Chris Guckian, a director of Emerley59 of Merchant’s Quay, Dublin 8, told the court his company was seeking to enforce the RTB’s determination order on the basis that the appeals had been frivolous, vexatious and bound to fail and had been brought purely as a delaying tactic.

When Marcin Stolarski, the only one of the tenants to attend court, said the arrears had arisen solely because of Covid, Judge O’Connor said he did not believe a word he had said and added that they had effectively used the courts to their own advantage.
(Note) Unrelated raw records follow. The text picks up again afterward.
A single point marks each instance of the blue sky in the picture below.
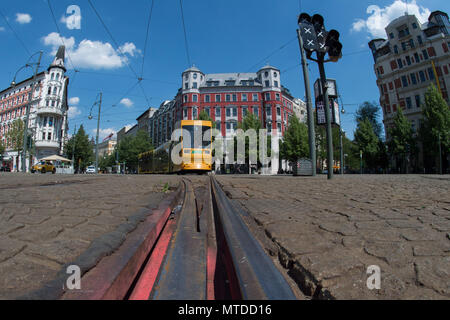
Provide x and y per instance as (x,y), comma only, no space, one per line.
(223,36)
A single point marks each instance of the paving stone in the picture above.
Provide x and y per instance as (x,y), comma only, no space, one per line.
(395,222)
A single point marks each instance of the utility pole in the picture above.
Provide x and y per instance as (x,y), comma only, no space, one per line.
(440,156)
(311,124)
(317,39)
(73,152)
(326,104)
(98,133)
(30,101)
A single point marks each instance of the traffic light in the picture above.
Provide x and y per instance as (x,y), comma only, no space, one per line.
(318,23)
(308,33)
(334,46)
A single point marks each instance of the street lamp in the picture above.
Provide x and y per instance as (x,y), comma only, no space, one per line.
(99,103)
(30,101)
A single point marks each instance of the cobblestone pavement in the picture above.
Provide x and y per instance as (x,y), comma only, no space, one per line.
(327,233)
(48,221)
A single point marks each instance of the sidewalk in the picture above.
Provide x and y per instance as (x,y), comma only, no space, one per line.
(327,234)
(49,221)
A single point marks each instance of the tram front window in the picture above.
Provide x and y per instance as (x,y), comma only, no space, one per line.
(196,137)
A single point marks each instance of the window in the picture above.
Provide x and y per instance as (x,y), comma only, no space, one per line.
(408,103)
(430,73)
(404,81)
(422,76)
(418,102)
(408,60)
(413,78)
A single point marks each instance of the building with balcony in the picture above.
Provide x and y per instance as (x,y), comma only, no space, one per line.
(48,116)
(411,58)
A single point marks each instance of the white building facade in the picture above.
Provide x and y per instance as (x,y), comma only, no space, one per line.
(48,116)
(413,57)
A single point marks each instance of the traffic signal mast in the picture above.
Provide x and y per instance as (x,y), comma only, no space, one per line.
(316,39)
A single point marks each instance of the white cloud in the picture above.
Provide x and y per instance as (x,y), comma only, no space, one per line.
(91,54)
(129,48)
(74,101)
(379,18)
(127,102)
(23,18)
(74,112)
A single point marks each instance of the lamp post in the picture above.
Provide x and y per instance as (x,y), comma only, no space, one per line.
(28,106)
(99,102)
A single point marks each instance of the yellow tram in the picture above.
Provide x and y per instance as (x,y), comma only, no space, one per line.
(195,154)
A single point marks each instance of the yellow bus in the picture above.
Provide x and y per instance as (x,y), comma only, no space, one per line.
(196,156)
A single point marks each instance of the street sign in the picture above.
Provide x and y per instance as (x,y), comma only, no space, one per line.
(335,115)
(303,168)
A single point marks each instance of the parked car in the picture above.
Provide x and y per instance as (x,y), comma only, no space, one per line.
(5,169)
(90,170)
(44,167)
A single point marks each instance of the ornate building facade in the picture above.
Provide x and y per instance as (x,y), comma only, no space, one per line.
(48,116)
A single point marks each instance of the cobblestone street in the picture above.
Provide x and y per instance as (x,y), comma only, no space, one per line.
(47,221)
(327,234)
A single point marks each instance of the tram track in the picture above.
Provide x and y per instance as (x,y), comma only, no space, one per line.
(198,249)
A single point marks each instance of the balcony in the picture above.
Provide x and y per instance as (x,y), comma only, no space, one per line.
(50,110)
(47,144)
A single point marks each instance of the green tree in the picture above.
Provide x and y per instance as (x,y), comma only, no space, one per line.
(402,145)
(435,127)
(130,148)
(15,135)
(295,145)
(84,153)
(370,111)
(367,141)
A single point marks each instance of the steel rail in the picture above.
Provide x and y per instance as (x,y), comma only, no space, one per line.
(256,275)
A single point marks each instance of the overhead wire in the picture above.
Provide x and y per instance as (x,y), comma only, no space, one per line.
(185,34)
(15,33)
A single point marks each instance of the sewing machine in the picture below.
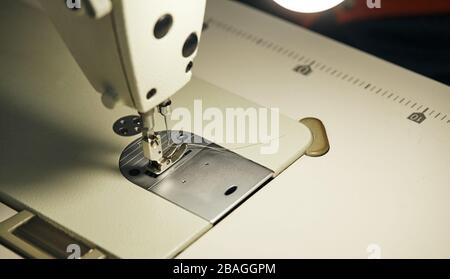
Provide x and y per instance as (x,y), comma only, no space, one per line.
(116,183)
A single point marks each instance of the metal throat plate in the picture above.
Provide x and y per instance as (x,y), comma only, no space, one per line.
(208,181)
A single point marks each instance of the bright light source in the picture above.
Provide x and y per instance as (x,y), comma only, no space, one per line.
(308,6)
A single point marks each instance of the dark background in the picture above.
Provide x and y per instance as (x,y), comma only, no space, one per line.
(418,43)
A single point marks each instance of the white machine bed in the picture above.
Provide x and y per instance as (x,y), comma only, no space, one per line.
(383,189)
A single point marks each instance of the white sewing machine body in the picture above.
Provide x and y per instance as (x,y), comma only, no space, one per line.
(335,206)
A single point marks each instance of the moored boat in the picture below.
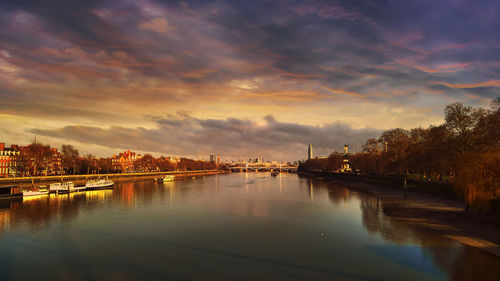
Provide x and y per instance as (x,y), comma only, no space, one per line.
(98,184)
(57,187)
(166,178)
(42,190)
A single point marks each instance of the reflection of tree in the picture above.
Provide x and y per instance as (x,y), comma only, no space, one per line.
(460,262)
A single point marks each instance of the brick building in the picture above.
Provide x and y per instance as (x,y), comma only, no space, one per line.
(8,160)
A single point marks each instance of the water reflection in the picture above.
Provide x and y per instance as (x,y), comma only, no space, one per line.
(460,262)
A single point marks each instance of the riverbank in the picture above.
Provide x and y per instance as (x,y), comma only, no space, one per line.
(430,213)
(81,179)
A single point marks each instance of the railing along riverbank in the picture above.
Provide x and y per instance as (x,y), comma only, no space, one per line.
(445,190)
(81,179)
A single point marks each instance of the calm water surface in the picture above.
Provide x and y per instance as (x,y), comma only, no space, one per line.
(228,227)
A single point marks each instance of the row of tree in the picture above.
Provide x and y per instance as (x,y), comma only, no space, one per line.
(40,159)
(465,150)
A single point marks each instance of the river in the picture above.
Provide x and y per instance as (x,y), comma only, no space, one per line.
(239,226)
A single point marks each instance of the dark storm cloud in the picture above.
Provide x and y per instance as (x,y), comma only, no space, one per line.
(184,134)
(291,39)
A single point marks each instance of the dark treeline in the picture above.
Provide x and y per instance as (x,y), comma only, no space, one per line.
(465,151)
(39,159)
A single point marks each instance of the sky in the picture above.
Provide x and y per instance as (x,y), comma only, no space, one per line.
(239,78)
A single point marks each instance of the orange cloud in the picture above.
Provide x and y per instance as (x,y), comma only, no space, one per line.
(490,83)
(344,92)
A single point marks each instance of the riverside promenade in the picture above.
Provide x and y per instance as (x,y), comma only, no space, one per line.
(81,179)
(424,211)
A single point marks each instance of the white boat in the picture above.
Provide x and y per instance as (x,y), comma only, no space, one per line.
(166,178)
(57,187)
(74,188)
(99,183)
(36,192)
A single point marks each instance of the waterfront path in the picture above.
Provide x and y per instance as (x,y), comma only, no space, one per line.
(433,214)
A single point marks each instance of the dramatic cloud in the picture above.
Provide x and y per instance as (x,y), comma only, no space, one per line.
(183,134)
(110,64)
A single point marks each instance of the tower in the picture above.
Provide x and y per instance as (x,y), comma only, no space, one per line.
(346,168)
(309,152)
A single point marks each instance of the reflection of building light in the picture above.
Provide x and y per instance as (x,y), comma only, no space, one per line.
(4,218)
(98,194)
(311,190)
(35,198)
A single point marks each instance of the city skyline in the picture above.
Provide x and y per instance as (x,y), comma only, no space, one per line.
(244,79)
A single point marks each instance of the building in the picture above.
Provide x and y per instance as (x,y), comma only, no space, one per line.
(124,161)
(346,167)
(8,160)
(213,158)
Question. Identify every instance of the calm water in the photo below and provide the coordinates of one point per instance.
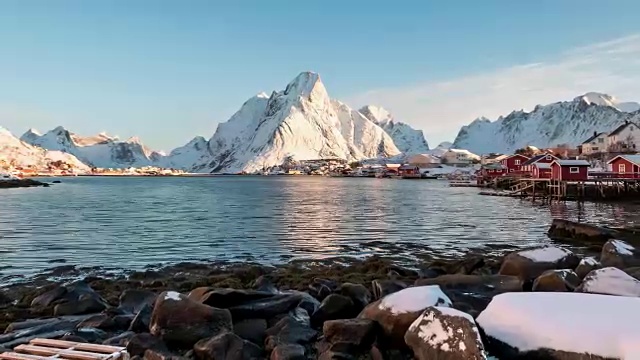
(132, 222)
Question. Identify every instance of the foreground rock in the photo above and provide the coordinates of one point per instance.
(396, 312)
(529, 264)
(568, 326)
(182, 322)
(610, 281)
(445, 333)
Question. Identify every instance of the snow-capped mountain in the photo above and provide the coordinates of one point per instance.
(569, 122)
(300, 122)
(98, 151)
(407, 139)
(17, 153)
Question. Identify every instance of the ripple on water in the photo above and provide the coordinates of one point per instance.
(132, 222)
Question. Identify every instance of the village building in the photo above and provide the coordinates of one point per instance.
(425, 161)
(459, 157)
(514, 163)
(625, 166)
(597, 143)
(570, 170)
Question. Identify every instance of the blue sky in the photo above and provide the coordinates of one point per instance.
(169, 70)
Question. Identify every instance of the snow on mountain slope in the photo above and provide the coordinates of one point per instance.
(20, 154)
(301, 122)
(569, 122)
(406, 138)
(99, 151)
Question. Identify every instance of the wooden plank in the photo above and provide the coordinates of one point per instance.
(104, 349)
(67, 354)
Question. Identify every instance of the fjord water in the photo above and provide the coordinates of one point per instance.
(129, 222)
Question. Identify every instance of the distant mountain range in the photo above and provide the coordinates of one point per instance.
(300, 122)
(567, 122)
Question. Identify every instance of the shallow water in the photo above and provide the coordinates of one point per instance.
(127, 222)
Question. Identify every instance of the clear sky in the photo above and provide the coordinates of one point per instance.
(169, 70)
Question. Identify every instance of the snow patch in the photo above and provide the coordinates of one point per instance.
(546, 254)
(414, 299)
(600, 325)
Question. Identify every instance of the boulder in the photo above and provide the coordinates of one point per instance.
(333, 307)
(445, 333)
(358, 293)
(254, 330)
(181, 321)
(397, 311)
(226, 346)
(361, 333)
(139, 343)
(382, 288)
(556, 280)
(561, 325)
(288, 352)
(586, 266)
(529, 264)
(610, 281)
(620, 254)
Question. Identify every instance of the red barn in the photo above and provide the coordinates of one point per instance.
(513, 163)
(541, 171)
(570, 170)
(626, 166)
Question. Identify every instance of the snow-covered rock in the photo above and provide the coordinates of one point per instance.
(407, 139)
(578, 325)
(610, 281)
(16, 153)
(529, 264)
(445, 333)
(569, 122)
(396, 312)
(300, 122)
(97, 151)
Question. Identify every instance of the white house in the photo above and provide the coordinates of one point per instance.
(625, 137)
(459, 157)
(597, 143)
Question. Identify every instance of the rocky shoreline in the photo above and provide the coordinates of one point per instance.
(339, 309)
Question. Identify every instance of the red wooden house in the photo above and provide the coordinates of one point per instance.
(513, 163)
(570, 170)
(541, 170)
(626, 166)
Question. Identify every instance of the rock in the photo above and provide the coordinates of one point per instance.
(254, 330)
(620, 254)
(397, 311)
(445, 333)
(142, 320)
(382, 288)
(529, 264)
(359, 332)
(556, 280)
(181, 321)
(333, 307)
(359, 294)
(586, 266)
(226, 346)
(134, 300)
(80, 306)
(559, 325)
(288, 352)
(138, 344)
(288, 331)
(610, 281)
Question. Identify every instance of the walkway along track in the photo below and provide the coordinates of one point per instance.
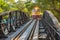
(26, 34)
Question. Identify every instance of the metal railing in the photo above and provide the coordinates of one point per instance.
(11, 20)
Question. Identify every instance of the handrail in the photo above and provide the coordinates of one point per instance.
(52, 27)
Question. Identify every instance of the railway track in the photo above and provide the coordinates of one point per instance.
(33, 30)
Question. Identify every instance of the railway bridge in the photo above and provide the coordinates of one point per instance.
(18, 26)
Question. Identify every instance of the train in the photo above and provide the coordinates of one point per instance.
(36, 12)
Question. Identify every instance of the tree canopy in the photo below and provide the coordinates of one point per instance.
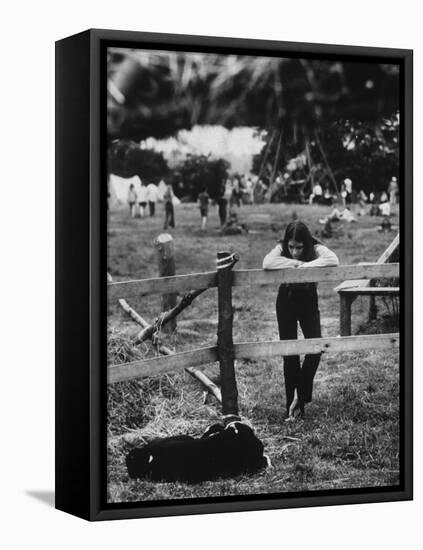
(156, 93)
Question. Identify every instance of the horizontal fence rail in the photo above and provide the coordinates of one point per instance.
(251, 277)
(249, 350)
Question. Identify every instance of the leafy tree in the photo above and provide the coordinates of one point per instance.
(200, 171)
(126, 159)
(158, 93)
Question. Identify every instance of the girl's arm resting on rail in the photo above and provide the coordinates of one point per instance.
(274, 260)
(325, 258)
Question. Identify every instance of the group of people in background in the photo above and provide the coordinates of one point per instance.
(242, 190)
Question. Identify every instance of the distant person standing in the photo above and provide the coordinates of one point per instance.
(348, 190)
(132, 200)
(152, 197)
(169, 210)
(316, 195)
(203, 201)
(142, 199)
(393, 191)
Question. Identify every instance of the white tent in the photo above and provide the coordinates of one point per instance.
(118, 190)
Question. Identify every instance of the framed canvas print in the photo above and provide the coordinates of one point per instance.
(234, 274)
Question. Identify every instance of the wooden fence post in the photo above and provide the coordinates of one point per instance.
(225, 344)
(166, 264)
(345, 314)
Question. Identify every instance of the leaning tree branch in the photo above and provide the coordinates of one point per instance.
(167, 316)
(139, 320)
(210, 386)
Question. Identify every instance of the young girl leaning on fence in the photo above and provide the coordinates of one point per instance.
(299, 303)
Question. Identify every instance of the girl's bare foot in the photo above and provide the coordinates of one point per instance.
(296, 409)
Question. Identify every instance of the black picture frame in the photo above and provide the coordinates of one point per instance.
(81, 288)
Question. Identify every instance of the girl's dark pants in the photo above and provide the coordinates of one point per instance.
(298, 303)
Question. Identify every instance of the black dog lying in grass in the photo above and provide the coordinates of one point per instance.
(220, 452)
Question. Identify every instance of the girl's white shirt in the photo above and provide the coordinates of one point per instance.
(324, 258)
(142, 193)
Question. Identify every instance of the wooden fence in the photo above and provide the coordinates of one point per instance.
(248, 350)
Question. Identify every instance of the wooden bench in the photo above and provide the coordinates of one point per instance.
(350, 290)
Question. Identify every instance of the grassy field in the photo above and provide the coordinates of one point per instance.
(350, 435)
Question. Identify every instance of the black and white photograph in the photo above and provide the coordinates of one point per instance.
(254, 234)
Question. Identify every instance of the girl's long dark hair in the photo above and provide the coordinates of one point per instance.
(298, 231)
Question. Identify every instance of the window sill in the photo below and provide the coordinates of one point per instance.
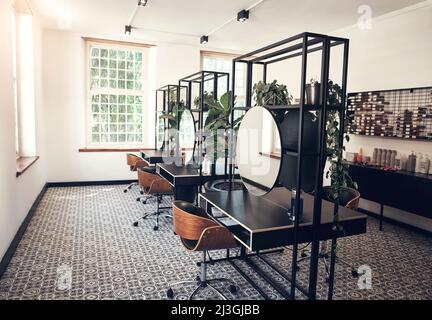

He said they had not attended the RTB hearing or the District Court hearing and hadn’t lodged an affidavit explaining their situation.

Judge O’Connor said he was refusing their appeal to his court and would affirm both the orders of the RTB and the District Court directing they vacate the premises within 14 days.

He said that due to the time of year he would grant a stay on the order to vacate for two months allowing them to make alternative accommodation arrangements by mid-February.

There is an eviction ban until the end of March 2023 but tenants who do not pay their rent or engage in anti-social behaviour can still be evicted.